In-spite of these theories, organizations continued to struggle in so far as leaders are human. That is, the need for governance structures and systems to protect diverse shareholders, minimize risk taking and lessen conflicts in organizations cannot be underestimated. Thus, governance systems or structures serve as a system of checks and balances against abuse of power, among others. Du Plessis et al. (2011) succinctly put it that corporate governance refers to the powers, accountability and relationships of the board of directors, and management, who participate in the direction and control of a company, that have an impact on the relationship between shareholders and the company. This definition clearly suggests an undisputable relationship between corporate leadership and corporate governance. The world has become a smaller place and more inter-connected to the extent that organizations need not only effective leadership but also functional governance systems in order to fend off the constant disruptions to their operations in particular and success in general.
MixCam Company Limited (MCL) is a quasi-private utility institution with widely diverse shareholders with no single individual as a majority shareholder. The company has been operating for the past 30 years and has been successful in the past, but faces mounting challenges presently. MCL has a Board membership of eight, which includes the CEO, deputy CEO and the Finance Director of the company. The CEO was recently appointed after a restructuring and is seen as a ‘no nonsense’ leader. He is also chairman of the Board of Directors of MCL. He was recruited to continue with the transformation agenda, as he was seen as a transformational leader before his appointment. Even though he has many years’ experience in the banking sector, his experience in the utility sector is limited. It is also important to note that two of the Board members have some experience in the utility sector, and the rest have diverse backgrounds and experiences.

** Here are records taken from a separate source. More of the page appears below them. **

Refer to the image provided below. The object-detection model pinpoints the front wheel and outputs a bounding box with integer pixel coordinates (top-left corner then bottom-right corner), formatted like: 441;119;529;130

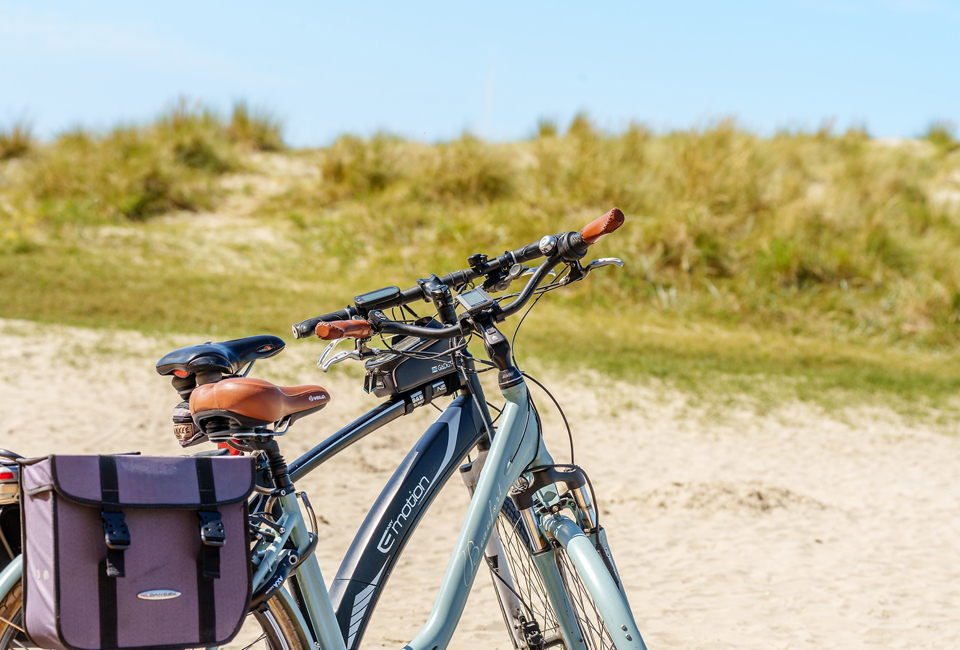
488;499;622;650
0;582;307;650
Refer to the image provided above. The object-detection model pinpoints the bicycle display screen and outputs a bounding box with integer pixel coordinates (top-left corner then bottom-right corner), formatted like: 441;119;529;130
353;287;400;309
457;287;493;314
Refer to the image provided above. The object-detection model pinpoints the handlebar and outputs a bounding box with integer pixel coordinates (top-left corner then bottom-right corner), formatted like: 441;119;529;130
293;208;624;340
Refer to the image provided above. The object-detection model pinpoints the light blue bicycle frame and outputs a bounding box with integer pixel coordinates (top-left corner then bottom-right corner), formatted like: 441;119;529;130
246;374;645;650
0;382;645;650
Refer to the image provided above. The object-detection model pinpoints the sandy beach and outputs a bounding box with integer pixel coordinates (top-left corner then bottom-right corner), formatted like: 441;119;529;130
0;320;960;649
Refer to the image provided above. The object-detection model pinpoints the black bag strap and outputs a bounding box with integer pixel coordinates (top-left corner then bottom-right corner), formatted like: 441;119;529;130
195;456;226;644
97;456;122;648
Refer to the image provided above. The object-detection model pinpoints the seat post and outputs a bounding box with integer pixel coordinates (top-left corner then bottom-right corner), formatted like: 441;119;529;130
253;440;293;496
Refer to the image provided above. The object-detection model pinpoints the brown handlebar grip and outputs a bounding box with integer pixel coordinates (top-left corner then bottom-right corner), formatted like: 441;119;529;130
314;320;372;341
580;208;624;244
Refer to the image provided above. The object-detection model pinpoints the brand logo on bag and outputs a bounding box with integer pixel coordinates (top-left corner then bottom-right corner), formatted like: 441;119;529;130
137;589;180;600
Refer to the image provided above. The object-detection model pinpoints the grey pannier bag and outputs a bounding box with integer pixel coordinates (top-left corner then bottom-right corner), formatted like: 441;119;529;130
20;456;254;650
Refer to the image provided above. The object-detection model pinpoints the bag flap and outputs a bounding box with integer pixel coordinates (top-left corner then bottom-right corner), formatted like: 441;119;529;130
22;456;254;508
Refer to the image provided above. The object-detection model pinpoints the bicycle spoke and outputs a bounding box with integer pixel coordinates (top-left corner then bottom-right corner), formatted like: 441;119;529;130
242;634;267;650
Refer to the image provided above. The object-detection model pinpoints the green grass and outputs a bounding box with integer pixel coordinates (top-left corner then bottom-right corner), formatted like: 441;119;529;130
0;103;960;412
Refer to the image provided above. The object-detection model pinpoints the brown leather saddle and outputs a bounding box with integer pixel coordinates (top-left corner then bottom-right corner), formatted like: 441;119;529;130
190;377;330;438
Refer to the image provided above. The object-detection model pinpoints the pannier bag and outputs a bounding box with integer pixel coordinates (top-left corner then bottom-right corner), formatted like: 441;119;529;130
20;456;254;650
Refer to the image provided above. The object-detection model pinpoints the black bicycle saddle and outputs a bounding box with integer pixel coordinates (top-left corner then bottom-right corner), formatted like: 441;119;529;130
157;334;286;377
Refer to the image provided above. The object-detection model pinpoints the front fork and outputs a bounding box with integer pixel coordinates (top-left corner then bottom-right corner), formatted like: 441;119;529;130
0;555;23;600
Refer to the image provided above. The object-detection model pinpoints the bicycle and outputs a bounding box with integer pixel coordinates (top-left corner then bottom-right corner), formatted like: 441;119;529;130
0;209;645;650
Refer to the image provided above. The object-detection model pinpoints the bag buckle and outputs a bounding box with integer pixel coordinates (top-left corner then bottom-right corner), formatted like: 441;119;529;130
100;512;130;551
197;510;227;546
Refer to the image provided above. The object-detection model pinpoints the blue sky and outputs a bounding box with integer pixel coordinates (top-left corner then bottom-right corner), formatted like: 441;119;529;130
0;0;960;146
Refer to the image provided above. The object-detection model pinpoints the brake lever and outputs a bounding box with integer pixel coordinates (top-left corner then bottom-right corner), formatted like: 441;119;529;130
317;339;345;372
317;339;381;372
317;350;362;372
520;266;557;277
560;257;623;286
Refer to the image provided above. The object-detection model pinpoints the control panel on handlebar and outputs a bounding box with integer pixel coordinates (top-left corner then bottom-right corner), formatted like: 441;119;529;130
293;208;624;340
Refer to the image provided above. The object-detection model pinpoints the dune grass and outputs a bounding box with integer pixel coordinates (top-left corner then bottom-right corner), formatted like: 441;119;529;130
0;104;960;410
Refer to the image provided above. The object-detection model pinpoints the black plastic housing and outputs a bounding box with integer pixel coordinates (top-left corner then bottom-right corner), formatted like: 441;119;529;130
363;321;457;397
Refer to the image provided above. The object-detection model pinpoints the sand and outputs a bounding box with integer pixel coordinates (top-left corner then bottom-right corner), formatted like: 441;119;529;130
0;320;960;649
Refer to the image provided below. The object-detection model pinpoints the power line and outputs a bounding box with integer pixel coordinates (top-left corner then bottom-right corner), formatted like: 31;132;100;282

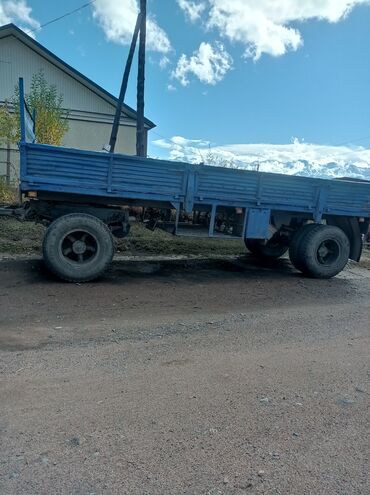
27;0;96;33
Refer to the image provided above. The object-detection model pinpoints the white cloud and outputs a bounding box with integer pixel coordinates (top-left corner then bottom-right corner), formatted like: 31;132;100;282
0;0;40;34
152;136;370;180
172;42;233;86
92;0;171;53
159;55;170;69
177;0;206;22
207;0;370;60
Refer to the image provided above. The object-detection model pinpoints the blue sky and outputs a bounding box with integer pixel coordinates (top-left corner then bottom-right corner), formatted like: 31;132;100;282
0;0;370;174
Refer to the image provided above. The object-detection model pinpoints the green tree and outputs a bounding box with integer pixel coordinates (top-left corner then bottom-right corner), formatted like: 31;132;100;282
0;70;69;146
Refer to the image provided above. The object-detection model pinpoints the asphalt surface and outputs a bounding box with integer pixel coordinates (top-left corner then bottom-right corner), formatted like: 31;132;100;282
0;258;370;495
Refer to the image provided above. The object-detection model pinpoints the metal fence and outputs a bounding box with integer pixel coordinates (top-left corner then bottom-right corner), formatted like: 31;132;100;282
0;146;19;185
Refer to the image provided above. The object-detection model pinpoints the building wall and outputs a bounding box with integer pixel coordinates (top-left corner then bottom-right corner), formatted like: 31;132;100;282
0;32;143;177
63;120;136;155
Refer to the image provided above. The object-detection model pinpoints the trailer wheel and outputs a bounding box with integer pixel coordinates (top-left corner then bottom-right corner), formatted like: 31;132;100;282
43;213;114;282
290;225;350;278
289;223;323;271
244;239;288;259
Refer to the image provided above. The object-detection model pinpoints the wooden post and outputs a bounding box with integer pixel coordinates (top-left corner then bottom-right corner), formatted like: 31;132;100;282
5;141;11;186
136;0;146;156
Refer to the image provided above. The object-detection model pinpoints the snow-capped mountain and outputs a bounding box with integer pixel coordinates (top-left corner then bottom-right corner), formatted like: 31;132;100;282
152;136;370;180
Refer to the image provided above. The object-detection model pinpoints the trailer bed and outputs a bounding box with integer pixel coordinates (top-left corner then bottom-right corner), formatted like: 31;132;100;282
20;143;370;220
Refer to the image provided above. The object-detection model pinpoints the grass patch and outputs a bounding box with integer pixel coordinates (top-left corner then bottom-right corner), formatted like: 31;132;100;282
0;217;246;255
0;177;19;204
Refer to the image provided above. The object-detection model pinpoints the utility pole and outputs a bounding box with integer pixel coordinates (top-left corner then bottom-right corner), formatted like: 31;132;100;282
109;14;141;153
136;0;146;156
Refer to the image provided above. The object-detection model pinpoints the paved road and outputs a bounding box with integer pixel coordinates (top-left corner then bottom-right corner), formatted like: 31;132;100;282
0;260;370;495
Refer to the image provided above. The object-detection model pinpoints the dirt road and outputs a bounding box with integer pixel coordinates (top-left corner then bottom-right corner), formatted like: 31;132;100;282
0;259;370;495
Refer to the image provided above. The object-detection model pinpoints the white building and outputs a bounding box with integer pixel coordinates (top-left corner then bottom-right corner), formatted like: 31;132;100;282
0;24;155;182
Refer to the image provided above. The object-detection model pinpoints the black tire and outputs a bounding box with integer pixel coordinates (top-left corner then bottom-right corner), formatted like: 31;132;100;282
290;225;350;278
244;239;288;259
289;223;323;271
43;213;114;282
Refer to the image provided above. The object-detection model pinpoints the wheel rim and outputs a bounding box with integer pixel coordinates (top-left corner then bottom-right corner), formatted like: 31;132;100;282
60;230;98;264
317;239;340;266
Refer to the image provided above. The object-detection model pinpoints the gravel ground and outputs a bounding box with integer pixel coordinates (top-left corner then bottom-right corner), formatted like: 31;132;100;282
0;258;370;495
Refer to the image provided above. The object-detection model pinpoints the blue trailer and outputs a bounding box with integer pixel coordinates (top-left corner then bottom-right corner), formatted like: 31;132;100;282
3;81;370;282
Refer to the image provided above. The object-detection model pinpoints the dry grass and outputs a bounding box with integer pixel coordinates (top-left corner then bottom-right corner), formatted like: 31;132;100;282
0;217;245;255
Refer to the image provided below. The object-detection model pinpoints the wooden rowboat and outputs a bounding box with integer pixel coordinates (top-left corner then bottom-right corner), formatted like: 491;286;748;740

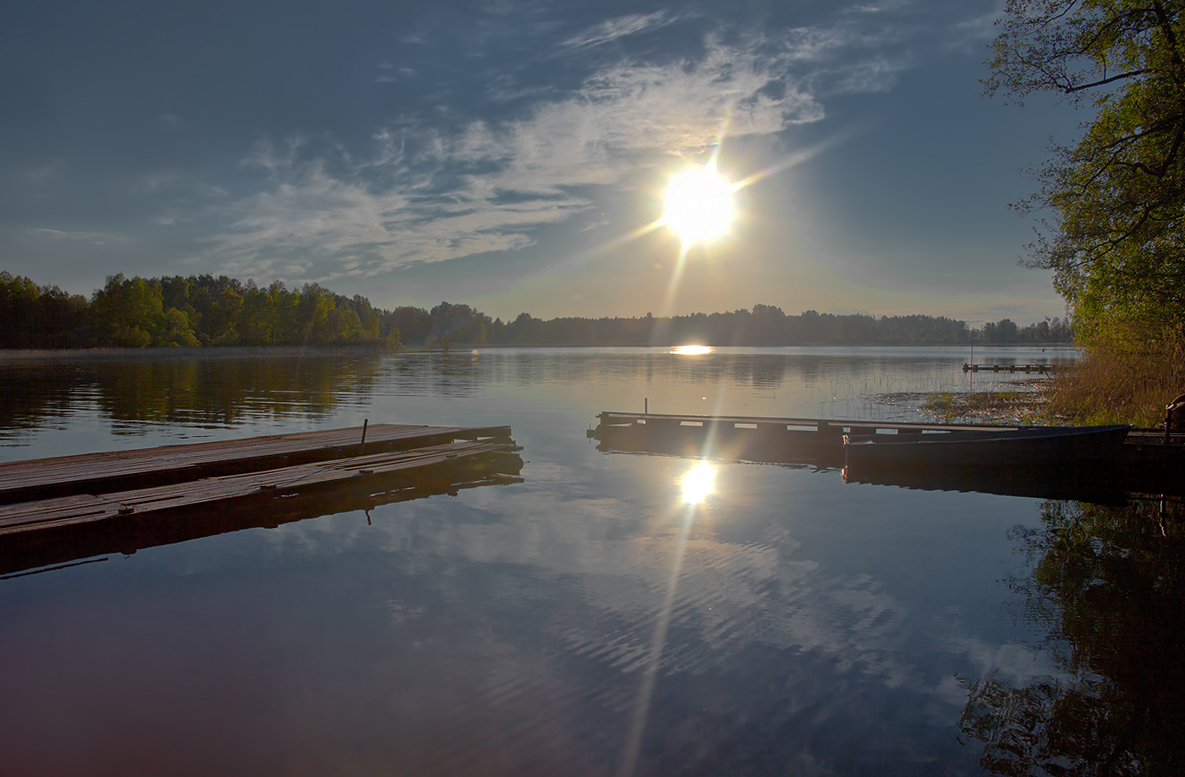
844;424;1132;468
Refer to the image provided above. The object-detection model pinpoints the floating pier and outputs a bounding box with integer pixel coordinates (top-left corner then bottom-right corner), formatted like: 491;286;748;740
963;362;1058;374
588;411;1185;499
0;424;511;505
0;424;523;574
588;411;1021;467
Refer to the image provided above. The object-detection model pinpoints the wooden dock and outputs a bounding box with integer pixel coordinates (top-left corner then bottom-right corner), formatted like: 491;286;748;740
588;411;1020;467
0;424;511;505
588;411;1185;497
963;362;1058;374
0;424;523;574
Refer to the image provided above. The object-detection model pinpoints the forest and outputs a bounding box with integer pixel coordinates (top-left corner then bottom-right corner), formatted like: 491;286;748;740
0;271;1072;349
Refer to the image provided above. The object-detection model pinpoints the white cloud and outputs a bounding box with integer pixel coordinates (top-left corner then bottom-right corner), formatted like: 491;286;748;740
213;12;933;280
559;11;678;51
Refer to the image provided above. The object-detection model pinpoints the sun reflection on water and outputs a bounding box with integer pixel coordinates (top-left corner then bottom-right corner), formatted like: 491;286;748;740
683;463;716;505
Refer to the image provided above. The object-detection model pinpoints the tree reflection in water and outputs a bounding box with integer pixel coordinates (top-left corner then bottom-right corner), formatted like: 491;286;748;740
960;500;1185;776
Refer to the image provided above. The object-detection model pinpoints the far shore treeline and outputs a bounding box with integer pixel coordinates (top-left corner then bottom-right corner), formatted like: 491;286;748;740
0;272;1072;348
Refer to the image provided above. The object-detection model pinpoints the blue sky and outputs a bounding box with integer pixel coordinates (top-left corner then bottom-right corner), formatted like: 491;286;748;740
0;0;1083;323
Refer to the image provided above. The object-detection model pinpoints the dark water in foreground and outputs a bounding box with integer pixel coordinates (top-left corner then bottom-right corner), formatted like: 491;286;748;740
0;348;1183;776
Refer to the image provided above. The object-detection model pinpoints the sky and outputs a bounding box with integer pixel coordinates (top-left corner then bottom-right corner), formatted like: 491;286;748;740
0;0;1083;326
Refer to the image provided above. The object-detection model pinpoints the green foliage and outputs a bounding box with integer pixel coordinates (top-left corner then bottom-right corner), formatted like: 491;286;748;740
960;500;1185;776
985;0;1185;346
1049;328;1185;428
0;272;1071;348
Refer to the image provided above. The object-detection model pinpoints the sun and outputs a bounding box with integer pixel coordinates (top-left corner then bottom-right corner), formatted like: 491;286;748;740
664;165;732;243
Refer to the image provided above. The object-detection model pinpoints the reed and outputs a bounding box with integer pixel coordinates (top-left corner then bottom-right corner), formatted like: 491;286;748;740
1048;332;1185;428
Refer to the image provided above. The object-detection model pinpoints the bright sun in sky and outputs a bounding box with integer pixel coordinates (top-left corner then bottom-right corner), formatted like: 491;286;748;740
664;165;732;243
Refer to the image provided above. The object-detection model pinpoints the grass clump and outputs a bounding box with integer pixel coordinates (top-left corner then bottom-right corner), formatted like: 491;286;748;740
921;391;1045;424
1049;332;1185;428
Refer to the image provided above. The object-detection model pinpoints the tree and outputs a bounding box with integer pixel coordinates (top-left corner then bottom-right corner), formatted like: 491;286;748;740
984;0;1185;343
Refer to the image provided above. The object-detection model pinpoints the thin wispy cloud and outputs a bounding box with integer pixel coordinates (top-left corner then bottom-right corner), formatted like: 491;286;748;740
201;4;990;280
558;11;678;51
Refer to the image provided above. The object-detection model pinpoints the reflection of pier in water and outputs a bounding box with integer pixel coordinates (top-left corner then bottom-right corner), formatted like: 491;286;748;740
0;424;523;573
588;412;1185;503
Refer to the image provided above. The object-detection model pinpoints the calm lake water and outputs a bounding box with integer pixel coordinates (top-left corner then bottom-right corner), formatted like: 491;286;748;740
0;348;1151;777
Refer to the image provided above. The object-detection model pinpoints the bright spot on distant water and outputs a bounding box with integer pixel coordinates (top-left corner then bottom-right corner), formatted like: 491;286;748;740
664;165;732;243
683;464;716;505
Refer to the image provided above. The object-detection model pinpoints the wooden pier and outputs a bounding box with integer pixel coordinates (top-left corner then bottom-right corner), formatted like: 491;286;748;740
0;424;511;505
588;411;1020;467
588;411;1185;499
0;424;523;574
963;362;1058;374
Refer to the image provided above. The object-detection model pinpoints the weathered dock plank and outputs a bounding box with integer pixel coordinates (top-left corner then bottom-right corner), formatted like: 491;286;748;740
0;424;510;505
0;441;523;576
0;442;513;537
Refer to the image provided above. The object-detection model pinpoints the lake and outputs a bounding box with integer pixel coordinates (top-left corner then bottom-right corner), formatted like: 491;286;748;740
0;347;1179;776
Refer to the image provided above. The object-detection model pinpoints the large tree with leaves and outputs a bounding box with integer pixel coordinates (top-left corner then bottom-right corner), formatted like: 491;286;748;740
985;0;1185;343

In the first few months of his appointment, the CEO instituted many changes, without consulting or informing the board. The changes have impacted negatively on the company’s performance in terms of revenue streams. The CEO believes that leaders like him are recruited to make tough decisions and that he is special and have certain characteristics or qualities that set him apart from others. The CEO calls for meetings when he feels like, acts with little consideration for others’ needs and consistently does not take advice from the Board. Some of the Board members think that the CEO is practicing transactional leadership as opposed to transformational leadership, in that those who do not agree with him are considered enemies, whilst those who kowtow and obey him are rewarded constantly.
Some members of the Board have raised concerns about his behaviour but these concerns have fallen on ‘death ears’. In addition, some of the Board of Directors have accused the CEO of several cases of malpractices, abuse of office, and dereliction of duty. Clearly, MCL has issues with accountability, transparency, and independence. The external accounting audit of the current financial period revealed that MCL has overstated its profits, which invariably means that it overstated its current assets, total assets, retained earnings, and shareholders’ equity. Whilst some of the Board members are still under the CEO’s influence, others are not, which has led to some disagreements and division on the Board. In fact, some of the Board members are beginning to feel and think that they failed in their responsibility to recruit the right person for the job. The belief among some of the Board members is that the CEO is no more ‘faking it’ but rather being himself and that the ‘true self is out’. Some members of the Board also believe that the CEO is ‘out of his depth’.
Required: Answer the following questions based on the case study
1. Explain (with relevant example(s) from the case study) why you think the trait theory of leadership may also be used to describe the CEO. [15 marks]
2. Briefly explain the likely source(s) of power of the CEO. (Note: your answer should be linked to the case study). [15 marks]
3. Explain a type of conflict that is highlighted in the case study (Note: your answer should linked to the case study). [15 marks]
4. In the case study (paragraph 4, line 7) it is highlighted that the CEO is seen as a transactional leader. In your own words, and by using relevant examples (if any) from the case study, explain why you think the CEO is not practicing transformational leadership but transactional leadership. [15 marks]
5. Based on the case study, explain in detail the relationship between leadership and governance. [20 marks]
6. As a consultant with expertise in corporate governance, make recommendations for a governance system/structure for MCL, based on the issues raised in the case study. (Note: your answer should be based on the case study). [20 marks]
EACH ANSWER SHOULD NOT BE MORE THAN 300 WORDS.